Obviously, this is not a “one size fits all” situation. Each organization is weighing its options.

Normal wasn’t working. We must not think of it in terms of pushing a button and going back to the way things were.  — John Kerry

If your organization is still on the fence, consider the questions below. They might help you choose the best solution for your organization.

Part 1: What do our people think?

  • How do our employees feel about how they’ve been working?
  • What is their ideal work setting?
  • Have we asked them?
  • How can we engage employees in examining the options and choosing a solution?
  • How will we communicate and implement a work model change?

Part 2: What are the possibilities?

  • Does the work environment have to be one way or another?
  • Have we considered all options?
  • Can we let departments, functions, teams, or individuals decide what works best for them?

Part 3: How does remote work serve us?

  • What are the benefits for continuing to work remotely?
  • What’s the down side?
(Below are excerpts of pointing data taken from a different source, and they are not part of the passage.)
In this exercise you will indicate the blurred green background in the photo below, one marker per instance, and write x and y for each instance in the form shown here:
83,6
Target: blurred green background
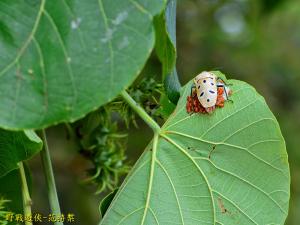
251,40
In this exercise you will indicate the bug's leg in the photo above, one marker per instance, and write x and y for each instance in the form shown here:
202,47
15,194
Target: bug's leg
209,110
210,152
219,78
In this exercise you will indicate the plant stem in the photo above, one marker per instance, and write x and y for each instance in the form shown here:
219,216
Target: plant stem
48,171
171,83
25,194
141,112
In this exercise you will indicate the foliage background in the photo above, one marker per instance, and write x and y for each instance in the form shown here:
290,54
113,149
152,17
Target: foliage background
251,40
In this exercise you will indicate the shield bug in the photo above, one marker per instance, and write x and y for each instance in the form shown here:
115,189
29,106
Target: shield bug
207,92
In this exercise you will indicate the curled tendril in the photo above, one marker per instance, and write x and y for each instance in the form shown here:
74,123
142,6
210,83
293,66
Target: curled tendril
101,141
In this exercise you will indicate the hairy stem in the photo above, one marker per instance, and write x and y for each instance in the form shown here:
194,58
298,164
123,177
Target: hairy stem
48,171
25,194
141,112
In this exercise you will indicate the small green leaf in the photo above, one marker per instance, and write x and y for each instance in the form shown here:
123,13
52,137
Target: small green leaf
16,147
63,59
227,168
105,203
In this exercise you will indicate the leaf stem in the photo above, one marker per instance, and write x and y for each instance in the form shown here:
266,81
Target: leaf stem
25,194
141,112
48,171
171,83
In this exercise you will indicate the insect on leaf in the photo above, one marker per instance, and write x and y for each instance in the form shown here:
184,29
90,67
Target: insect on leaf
227,168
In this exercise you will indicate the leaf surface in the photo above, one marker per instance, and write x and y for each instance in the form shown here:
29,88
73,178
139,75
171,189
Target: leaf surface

What’s been missing since we’ve gone remote?
  • What are the business outcomes of remote work?
  • Are customers impacted by remote work?
  • How do our shareholders view remote work?
  • Have we enabled our people to be successful in a remote setting?
  • How do we ensure teamwork if we’re remote?
  • How is our culture impacted if we don’t work with each other in the office?
  • What tools, infrastructure, and support enable employees to flourish in a remote environment?
  • What did we learn about remote work during the last two years?
  • Did we make assumptions that our people know how to work remotely?
  • Are there certain employee behaviors and skills that enable successful remote work?
  • Will our recruiting and development change based on new skills or behaviors?

Part 4: Should we return to the office?

  • What are the benefits of working in the office?
  • What is the downside of in-person work?
  • What are the business outcomes?
  • How do we ensure we don’t lose those people who would prefer to work remotely? How can we incentivize them?
  • If we decide to return to the office, are there certain business events that might drive our timing?
  • If we return to the office, do we have proper safety protocols in place?
  • Do we have healthcare professionals on-site? Do we have enough healthcare professionals on-site?

Part 5: Could a hybrid model work for us?

  • What are the benefits of working in a hybrid model?
  • What is the downside of a hybrid model?
  • What are the business outcomes?
  • What does a hybrid work environment look like?
  • Does hybrid mean certain roles work from the office and others work remotely? If so, how will we determine which roles should work from the office?
  • Does hybrid mean certain activities happen in the office and other activities happen remotely? If so, how do we make those decisions?

Wherever these questions lead your organization, grant your leadership and your employees some patience during these uncharted times. Have faith that, together, you will find the model that works for you.